Millennials are both the best-educated generation in American history and also one of the poorest. A 2011 Pew Research Center study concluded that households headed by adults younger than 35 had 68% less wealth than households headed by their same-aged counterparts in 1984. Statewide, the average debt of college graduates is $25,537, according to the Project on Student Debt. With few prospects for future windfalls, millennials have learned from the mistakes of the past and are actively questioning their own identities as consumers and global citizens.
Karla Choko, 29, co-owner of the Sol Dance Center in Astoria, said she watched her mother get gulled into spending too freely taught her the perils of advanced cash.
“She likes shopping — makeup, shoes. A store gave her a credit card and soon she had 20 credit cards without any real money” to pay all the metastasizing balances, recounted Choko, who has a debit card, but no credit card.
“There is a revolution of people saying now, ‘I don’t need this!'” as Choko exclaimed.
The city’s millennials are Darwinistic geniuses of adaptation — bunking up in multiples, sharing clothes and food and figuring out novel ways to accomplish their goals while living within their means.
Choko, for example, when asked how she established her business without having a credit card, explained, “I have an older business partner.
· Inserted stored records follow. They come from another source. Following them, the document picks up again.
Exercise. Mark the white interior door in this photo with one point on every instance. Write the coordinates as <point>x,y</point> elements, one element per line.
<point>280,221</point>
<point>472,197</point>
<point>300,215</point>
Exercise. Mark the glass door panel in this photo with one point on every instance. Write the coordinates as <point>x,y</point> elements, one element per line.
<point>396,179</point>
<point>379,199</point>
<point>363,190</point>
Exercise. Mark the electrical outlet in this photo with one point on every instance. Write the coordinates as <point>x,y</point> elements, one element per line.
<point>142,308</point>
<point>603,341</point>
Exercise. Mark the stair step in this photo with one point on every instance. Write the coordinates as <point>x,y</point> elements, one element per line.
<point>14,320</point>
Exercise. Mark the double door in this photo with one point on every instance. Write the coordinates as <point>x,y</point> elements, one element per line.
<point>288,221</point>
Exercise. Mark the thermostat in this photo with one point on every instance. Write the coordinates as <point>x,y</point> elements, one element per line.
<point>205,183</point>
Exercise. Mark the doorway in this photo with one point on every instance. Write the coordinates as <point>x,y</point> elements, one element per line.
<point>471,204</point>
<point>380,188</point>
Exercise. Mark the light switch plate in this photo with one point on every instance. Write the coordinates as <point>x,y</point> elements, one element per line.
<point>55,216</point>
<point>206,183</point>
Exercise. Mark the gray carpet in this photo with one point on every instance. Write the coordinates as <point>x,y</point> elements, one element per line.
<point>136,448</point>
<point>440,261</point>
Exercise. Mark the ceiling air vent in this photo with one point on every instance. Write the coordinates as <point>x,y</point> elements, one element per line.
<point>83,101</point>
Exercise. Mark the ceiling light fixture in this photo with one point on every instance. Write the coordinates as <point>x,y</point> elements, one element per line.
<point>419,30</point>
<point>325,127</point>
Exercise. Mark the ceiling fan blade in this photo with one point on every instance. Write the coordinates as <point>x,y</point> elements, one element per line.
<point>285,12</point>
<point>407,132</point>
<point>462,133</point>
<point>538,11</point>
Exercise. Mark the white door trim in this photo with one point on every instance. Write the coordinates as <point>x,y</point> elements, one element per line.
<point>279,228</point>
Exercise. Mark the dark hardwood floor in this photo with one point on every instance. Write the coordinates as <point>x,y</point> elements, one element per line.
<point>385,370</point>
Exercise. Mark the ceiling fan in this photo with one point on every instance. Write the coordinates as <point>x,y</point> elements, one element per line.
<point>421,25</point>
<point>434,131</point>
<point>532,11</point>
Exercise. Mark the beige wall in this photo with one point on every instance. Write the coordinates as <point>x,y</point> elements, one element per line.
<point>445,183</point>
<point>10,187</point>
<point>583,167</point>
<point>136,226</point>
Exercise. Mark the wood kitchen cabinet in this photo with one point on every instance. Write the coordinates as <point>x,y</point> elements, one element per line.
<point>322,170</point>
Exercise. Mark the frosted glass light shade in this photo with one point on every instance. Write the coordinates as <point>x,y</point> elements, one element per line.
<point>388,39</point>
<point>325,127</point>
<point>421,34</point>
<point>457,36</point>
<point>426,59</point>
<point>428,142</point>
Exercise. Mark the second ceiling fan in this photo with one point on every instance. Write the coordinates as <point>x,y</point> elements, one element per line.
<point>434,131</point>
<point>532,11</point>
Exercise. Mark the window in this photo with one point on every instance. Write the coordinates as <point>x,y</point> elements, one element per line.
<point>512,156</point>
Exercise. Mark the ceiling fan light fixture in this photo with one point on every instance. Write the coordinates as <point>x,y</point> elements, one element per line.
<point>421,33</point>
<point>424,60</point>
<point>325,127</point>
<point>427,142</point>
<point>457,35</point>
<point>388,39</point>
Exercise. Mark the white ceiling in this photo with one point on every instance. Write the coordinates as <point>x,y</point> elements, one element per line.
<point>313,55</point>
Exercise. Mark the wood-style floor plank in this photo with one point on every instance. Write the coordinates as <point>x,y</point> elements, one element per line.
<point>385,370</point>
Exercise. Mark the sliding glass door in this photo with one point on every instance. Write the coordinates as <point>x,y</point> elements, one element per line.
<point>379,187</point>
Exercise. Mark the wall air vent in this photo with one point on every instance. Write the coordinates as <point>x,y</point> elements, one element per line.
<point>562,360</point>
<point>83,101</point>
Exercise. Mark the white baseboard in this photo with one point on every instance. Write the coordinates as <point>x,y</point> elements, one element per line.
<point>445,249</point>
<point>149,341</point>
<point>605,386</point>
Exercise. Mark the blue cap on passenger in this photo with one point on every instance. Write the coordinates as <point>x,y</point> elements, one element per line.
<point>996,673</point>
He established all the accounts.”
Writer Kerri Anne Renzulli, a millenial, said on Money.com this month that the generation has a low level of “social trust.”
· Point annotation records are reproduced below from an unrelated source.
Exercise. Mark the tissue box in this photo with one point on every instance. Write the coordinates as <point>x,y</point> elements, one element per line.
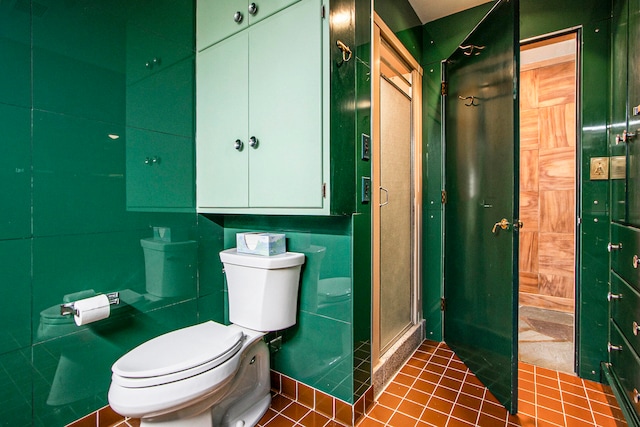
<point>260,243</point>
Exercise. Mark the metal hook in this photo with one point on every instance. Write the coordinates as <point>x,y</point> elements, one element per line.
<point>471,48</point>
<point>472,103</point>
<point>346,51</point>
<point>386,202</point>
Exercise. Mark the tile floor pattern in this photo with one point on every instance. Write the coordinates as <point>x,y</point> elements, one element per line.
<point>434,388</point>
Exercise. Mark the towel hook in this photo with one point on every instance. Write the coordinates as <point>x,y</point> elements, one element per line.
<point>346,51</point>
<point>472,49</point>
<point>472,101</point>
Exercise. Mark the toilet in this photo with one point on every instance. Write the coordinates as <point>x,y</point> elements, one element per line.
<point>211,374</point>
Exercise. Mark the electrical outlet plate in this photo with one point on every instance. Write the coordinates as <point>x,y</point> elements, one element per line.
<point>366,189</point>
<point>365,147</point>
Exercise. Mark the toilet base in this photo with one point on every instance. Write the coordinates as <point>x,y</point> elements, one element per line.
<point>245,401</point>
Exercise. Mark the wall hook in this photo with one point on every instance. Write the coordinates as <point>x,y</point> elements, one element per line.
<point>472,49</point>
<point>472,101</point>
<point>346,51</point>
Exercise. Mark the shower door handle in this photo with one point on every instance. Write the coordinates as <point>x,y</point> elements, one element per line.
<point>386,192</point>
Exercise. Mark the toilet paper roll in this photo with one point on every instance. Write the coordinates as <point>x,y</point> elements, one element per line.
<point>91,309</point>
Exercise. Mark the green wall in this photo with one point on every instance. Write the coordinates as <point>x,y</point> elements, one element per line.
<point>74,73</point>
<point>537,18</point>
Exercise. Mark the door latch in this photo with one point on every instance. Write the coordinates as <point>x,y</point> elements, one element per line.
<point>503,223</point>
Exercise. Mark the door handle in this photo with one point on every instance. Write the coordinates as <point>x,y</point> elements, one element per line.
<point>503,223</point>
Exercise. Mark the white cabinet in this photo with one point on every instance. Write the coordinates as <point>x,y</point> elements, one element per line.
<point>263,84</point>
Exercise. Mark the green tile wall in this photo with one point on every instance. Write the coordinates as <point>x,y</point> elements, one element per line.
<point>318,350</point>
<point>15,166</point>
<point>75,73</point>
<point>536,18</point>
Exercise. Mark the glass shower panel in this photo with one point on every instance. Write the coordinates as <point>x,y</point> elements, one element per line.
<point>395,214</point>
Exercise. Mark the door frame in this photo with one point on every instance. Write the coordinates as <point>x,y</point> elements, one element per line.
<point>382,32</point>
<point>578,31</point>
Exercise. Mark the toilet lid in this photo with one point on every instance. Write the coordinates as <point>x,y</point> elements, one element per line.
<point>180,350</point>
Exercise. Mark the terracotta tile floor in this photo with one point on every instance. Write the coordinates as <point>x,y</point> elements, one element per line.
<point>435,388</point>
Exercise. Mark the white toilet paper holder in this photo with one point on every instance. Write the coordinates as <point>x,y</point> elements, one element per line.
<point>69,308</point>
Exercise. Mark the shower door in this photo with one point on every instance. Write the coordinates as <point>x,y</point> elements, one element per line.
<point>396,267</point>
<point>480,101</point>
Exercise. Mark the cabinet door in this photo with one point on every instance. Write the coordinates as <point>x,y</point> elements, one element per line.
<point>159,171</point>
<point>285,75</point>
<point>215,20</point>
<point>266,8</point>
<point>222,110</point>
<point>633,155</point>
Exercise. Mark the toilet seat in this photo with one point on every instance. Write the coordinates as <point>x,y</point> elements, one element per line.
<point>177,355</point>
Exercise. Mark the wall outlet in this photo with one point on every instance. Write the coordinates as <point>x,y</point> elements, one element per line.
<point>365,147</point>
<point>366,189</point>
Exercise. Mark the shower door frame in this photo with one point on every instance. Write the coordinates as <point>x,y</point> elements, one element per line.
<point>381,32</point>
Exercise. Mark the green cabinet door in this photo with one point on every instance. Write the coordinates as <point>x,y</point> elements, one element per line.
<point>222,100</point>
<point>217,20</point>
<point>481,175</point>
<point>285,109</point>
<point>633,156</point>
<point>619,88</point>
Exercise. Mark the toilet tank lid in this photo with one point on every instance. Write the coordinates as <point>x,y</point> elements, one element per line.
<point>178,350</point>
<point>285,260</point>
“Having come of age during the recession, we don’t have much faith in traditional institutions like banks, and we certainly don’t want to be reliant upon them any more than we must,” she wrote.
Rodrigo Oliviera, 28, a teacher who lives in the Bronx, had a credit card in Brazil, bestowed by his employer, but after incurring debts there, opted to be credit-card free in NYC.
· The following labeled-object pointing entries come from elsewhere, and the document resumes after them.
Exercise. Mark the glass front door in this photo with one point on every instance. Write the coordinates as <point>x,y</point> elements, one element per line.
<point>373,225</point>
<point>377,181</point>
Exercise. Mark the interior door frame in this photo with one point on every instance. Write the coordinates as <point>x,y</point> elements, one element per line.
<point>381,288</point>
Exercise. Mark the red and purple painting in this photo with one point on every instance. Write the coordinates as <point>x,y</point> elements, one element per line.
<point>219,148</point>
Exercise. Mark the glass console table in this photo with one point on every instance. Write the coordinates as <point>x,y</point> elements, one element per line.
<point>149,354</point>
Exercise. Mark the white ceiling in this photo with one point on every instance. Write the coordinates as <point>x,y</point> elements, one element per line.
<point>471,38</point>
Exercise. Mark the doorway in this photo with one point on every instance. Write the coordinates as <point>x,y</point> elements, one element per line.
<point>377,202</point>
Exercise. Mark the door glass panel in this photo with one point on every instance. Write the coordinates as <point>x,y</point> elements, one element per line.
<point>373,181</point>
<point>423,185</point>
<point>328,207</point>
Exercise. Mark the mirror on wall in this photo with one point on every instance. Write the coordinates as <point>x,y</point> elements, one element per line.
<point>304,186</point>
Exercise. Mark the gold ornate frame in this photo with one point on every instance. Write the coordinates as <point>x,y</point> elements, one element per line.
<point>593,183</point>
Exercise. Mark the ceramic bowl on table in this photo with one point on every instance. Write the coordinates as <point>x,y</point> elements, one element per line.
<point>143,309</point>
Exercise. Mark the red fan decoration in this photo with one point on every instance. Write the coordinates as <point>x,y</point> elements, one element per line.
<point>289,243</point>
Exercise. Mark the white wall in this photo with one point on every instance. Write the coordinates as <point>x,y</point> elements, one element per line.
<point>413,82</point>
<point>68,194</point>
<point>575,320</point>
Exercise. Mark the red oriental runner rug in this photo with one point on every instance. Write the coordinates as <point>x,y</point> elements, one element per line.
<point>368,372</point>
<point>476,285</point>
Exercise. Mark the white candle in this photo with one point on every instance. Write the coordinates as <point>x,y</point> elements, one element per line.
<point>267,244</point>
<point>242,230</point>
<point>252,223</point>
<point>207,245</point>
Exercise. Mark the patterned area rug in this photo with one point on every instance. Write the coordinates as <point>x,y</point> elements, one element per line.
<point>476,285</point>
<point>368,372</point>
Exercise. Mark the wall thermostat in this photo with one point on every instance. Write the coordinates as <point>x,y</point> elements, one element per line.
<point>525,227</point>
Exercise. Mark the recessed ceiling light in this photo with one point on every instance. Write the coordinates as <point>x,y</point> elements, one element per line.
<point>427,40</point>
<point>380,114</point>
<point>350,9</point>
“It’s better not to owe money to anyone,” Oliviera said.
The Bankrate survey also discovered that millennials who do have cards aren’t so great at paying their bills: Only 40% managed to pay off their balances in full each month, as opposed to 53% of adults age 30 and older.
The findings distress financial planners, who say that obtaining and using credit cards responsibly is an important path to establishing a good credit history. “It’s naive,” to think you don’t need a credit card, said Erika Safran, certified financial plannerwho founded Safran Wealth Advisors in midtown. While she empathizes with young people who are “disillusioned” by ever affording a home in New York City, purposely eschewing credit cards “is a defeatist attitude. People who think that way will not become successful,” she said.
“It’s a good life skill to be able to manage credit,” added Sam McPherson, a certified financial planner and founder and president of McPherson Financial Advisors, in Prospect Heights.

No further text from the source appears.